Charles Bradley: This SXSW we found our soul in Charles Bradley & The Menahan Street Band, during their opening slot in front of TV On The Radio at Stubb's. Bradley's R&B wail and stage gyrations and shimmies were like watching a scratchy, forgotten 45 from the back of a dusty record store come to life. Great stuff, and we hope to see more.

Sallie Ford: The PR hype was correct; she was just a like a female Buddy Holly, glasses and all. Ford's set at the Creekside Hilton came with lines dissing a boy for listening to emo-pop and enough of a humbled glow to show that she is still new to the game, but not a shrinking Violet.

J. Mascis: During his opening set at the Queens of the Stone Age show, Mascis played us cuts from his new solo LP, Several Shades Of Why, proving that even without his stacks and stacks of amps and only an acoustic, he can still wail. Plus, the material is highly personal and affecting.

Wanda Jackson: The Queen of Rockabilly played songs off her new Jack White-produced album at Rachael Ray's day party, and gave us all the warm and fuzzies as she related her own Elvis Presley stories from her long and illustrious career. She's truly a gem to see live.
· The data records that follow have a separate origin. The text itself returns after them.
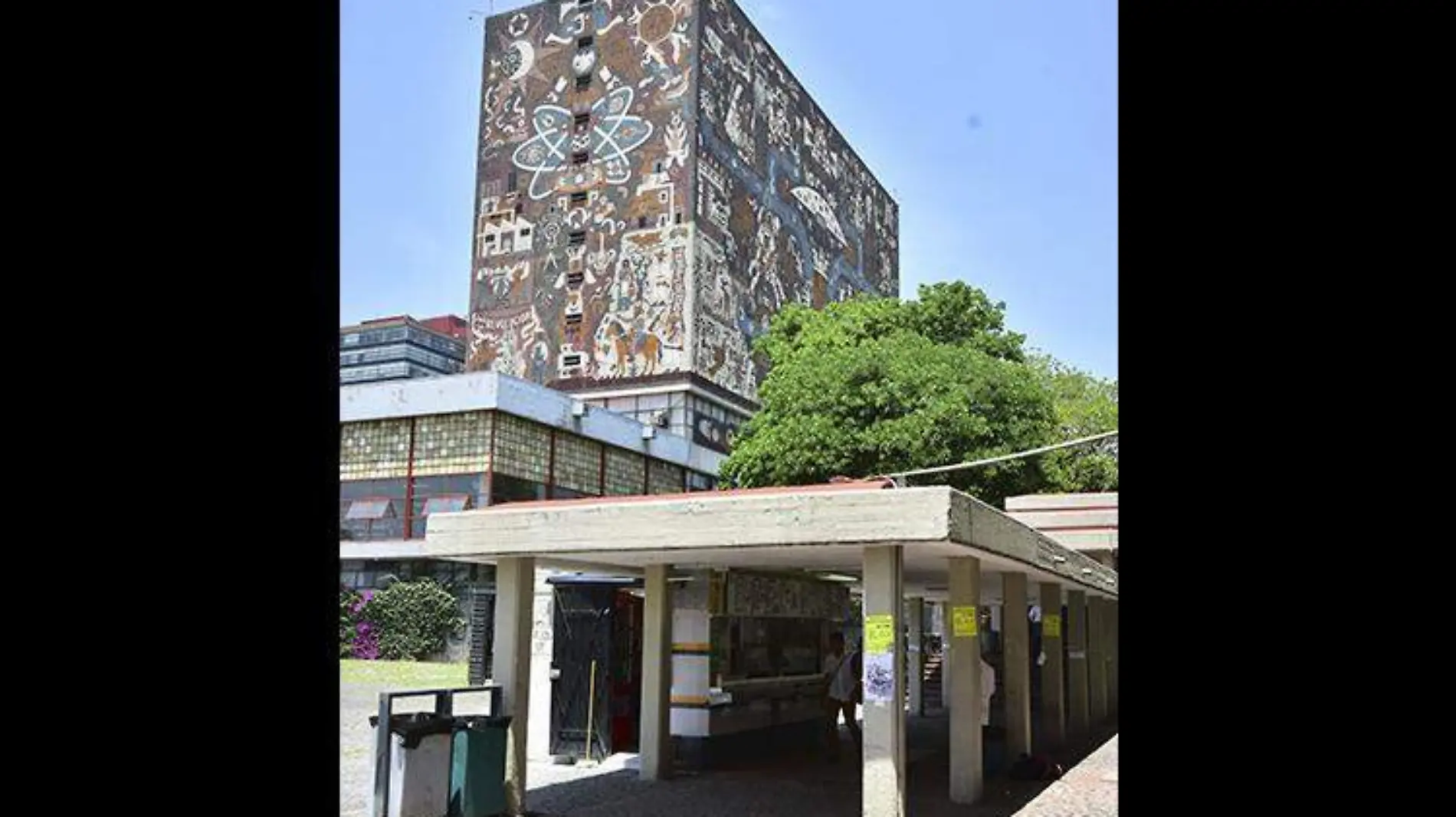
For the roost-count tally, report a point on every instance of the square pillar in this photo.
(1053, 689)
(657, 676)
(543, 632)
(1111, 657)
(1097, 658)
(511, 666)
(884, 731)
(1079, 718)
(964, 681)
(1015, 681)
(917, 651)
Queens of the Stone Age: Queens' self-titled 1998 album is an almost scarily hard and fast affair, distilling most every thing the band would do it over it's now 13 year career into around 45 minutes of music. Of the current QOTSA line-up, Homme is the only one who played on the debut. Drummer Joey Castillo has now been in QOTSA since 2002, and played harder and meaner on songs like "You Would Know" and "If Only" than their recorded counterparts ever were. It was a fantastic return to the stage for Homme and company.

Hunx & His Punx: The trashy Oakland, Calif., band is like a imaginary John Waters movie come to life, with sassy lead singer Seth "Hunx" Bogart singing songs about cruising, crushing, and carousing with the help of a three-piece all-girl band. It's fun stuff, especially when the girls chime in with those demented doo-wop vocals behind their broken-hearted garage punk.

Valerie June: With a tangle of dreadlocks, a sweet Southern lilt, and obsession with kitchenware, and a musical template touching on Cat Power, Erykah Badu, and even the vintage sheen of Justin Townes Earle, June was pleasing to most every sense. Her voice alone had us enthralled, leaning against a toaster oven in the converted banquet hall venue, naturally. Her cut "Shotgun" hit the crowd square in the forehead and shut up the squawkers in her midst.

Robert Ellis: Saturday night, Robert Ellis & The Boys turned the backyard at Lustre Pearl into Fitzgerald's on a Wednesday for a searing set of the hard-edged country they have been doing best here in town for two years. It was a thrill watching rank strangers get down and dance to something that we see almost every week.

Jason Isbell & The 400 Unit: Isbell closed his set with a cover of Talking Heads' "Psycho Killer," bringing an even more haunted tint to his already ghostly and vicious Friday night set at the old-fashioned Swan Dive venue. He croaked like Tom Waits for an hour and held the crowd in his clutches.

Death From Above 1979: It was a fan's dream, one of your favorite bands of the past ten years reuniting. Even though the titanic-sounding Canadian bass and drums duo Death From Above 1979 only released one LP, one EP and a remix album up until their late-2005 breakup, they managed to cultivate a following of rabid punks, indie-rockers, and metal freaks. The reunion was mini-riot complete with a shoddy, downed fence, beer cans flying through the air, Austin police officers on horses, tasers going off, mace being expelled, and cops using extreme force to quell the crowd who couldn't get inside the tiny patio venue.

How did the band sound? Great, amazing, just like the past six years didn't go by insilence. They played all of their biggest fan favorites from You're a Woman and I'm a Machine and the Heads Up and Romantic Rights EPs. They played "Blood On Our Hands" as the crowd outside raged and moshed on the concrete in the back alley with cops looking on.